La plupart des Canadiens paient un taux d’intérêt beaucoup plus élevé sur leurs cartes de crédit qu’ils ne le font pour d’autres formes de dette, ce qui peut faire d’eux un fardeau encore plus lourd à porter en ces temps économiques sans précédent.

Vicky Assad dirige une petite imprimerie numérique à Ottawa. Elle est en affaires depuis 23 ans, et jusqu’à il y a deux semaines, 2020 était en passe d’être une année décente pour elle financièrement.
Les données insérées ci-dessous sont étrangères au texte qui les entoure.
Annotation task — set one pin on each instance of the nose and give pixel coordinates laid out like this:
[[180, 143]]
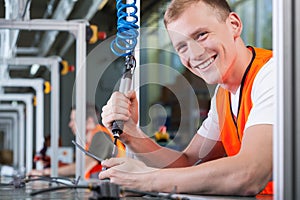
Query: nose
[[196, 50]]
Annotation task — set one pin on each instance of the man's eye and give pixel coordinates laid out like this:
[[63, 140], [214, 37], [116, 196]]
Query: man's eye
[[201, 36], [181, 48]]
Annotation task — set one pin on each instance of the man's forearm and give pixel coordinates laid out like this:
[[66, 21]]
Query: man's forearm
[[148, 151]]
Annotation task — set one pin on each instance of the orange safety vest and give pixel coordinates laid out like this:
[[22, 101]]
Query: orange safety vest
[[232, 130], [120, 145]]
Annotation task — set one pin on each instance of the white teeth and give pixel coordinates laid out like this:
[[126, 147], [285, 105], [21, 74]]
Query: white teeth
[[204, 65]]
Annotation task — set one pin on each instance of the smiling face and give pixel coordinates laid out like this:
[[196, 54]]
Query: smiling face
[[205, 43]]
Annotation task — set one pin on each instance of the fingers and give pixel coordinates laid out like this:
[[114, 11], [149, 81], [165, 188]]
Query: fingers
[[108, 164]]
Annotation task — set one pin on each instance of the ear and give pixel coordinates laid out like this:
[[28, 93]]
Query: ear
[[236, 24]]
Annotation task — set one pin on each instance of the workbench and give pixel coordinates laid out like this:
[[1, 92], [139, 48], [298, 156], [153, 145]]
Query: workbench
[[11, 192]]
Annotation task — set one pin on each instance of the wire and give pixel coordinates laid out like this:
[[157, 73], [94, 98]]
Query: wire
[[20, 182], [60, 188], [126, 39], [109, 190], [25, 8]]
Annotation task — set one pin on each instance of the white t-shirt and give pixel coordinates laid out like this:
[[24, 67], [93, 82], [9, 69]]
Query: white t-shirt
[[262, 111]]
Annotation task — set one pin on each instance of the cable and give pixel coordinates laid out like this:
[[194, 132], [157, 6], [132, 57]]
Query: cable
[[20, 182], [124, 45], [107, 190], [126, 39]]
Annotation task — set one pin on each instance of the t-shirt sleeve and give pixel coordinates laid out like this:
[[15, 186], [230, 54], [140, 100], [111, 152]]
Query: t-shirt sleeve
[[210, 126], [101, 145], [262, 96]]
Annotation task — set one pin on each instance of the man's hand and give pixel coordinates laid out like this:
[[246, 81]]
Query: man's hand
[[129, 173], [123, 107]]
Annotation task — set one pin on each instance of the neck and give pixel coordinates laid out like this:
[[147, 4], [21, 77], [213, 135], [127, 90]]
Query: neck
[[234, 78]]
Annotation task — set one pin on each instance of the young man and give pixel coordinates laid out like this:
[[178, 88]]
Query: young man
[[99, 141], [235, 139]]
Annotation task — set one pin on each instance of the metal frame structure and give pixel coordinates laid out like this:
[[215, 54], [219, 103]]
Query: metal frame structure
[[52, 63], [78, 29], [12, 135], [286, 43], [7, 126], [27, 99], [38, 86], [21, 132]]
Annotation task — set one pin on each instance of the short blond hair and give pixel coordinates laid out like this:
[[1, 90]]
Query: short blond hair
[[177, 7]]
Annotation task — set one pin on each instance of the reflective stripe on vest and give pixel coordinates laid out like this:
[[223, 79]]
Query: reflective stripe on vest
[[232, 129]]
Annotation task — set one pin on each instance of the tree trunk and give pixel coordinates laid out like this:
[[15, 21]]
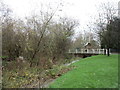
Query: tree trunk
[[104, 51], [108, 52]]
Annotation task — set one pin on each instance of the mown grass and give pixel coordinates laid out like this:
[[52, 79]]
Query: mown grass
[[94, 72]]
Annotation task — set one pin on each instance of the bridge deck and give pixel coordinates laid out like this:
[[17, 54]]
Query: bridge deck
[[88, 51]]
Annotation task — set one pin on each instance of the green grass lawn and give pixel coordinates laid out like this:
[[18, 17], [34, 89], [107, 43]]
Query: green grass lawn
[[93, 72]]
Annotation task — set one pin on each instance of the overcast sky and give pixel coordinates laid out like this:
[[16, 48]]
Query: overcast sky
[[83, 10]]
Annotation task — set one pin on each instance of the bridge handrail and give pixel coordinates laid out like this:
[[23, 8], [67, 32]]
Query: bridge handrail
[[96, 51]]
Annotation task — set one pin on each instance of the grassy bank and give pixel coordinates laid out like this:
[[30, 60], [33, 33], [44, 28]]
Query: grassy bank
[[93, 72], [16, 75]]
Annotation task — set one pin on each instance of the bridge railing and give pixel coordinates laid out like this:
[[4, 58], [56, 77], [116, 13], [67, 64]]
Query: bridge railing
[[92, 51]]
Mais la pandémie de COVID-19 a changé tout cela, tout comme pour de nombreux Canadiens. Elle dit qu’elle fait ce qu’elle peut pour maintenir son entreprise à flot et garder son personnel de cinq personnes sur la liste de paie, mais les taux d’intérêt entre 13 et 23 pour cent qu’elle a sur trois différentes cartes de crédit personnelles et professionnelles rendent le travail difficile encore plus difficile. .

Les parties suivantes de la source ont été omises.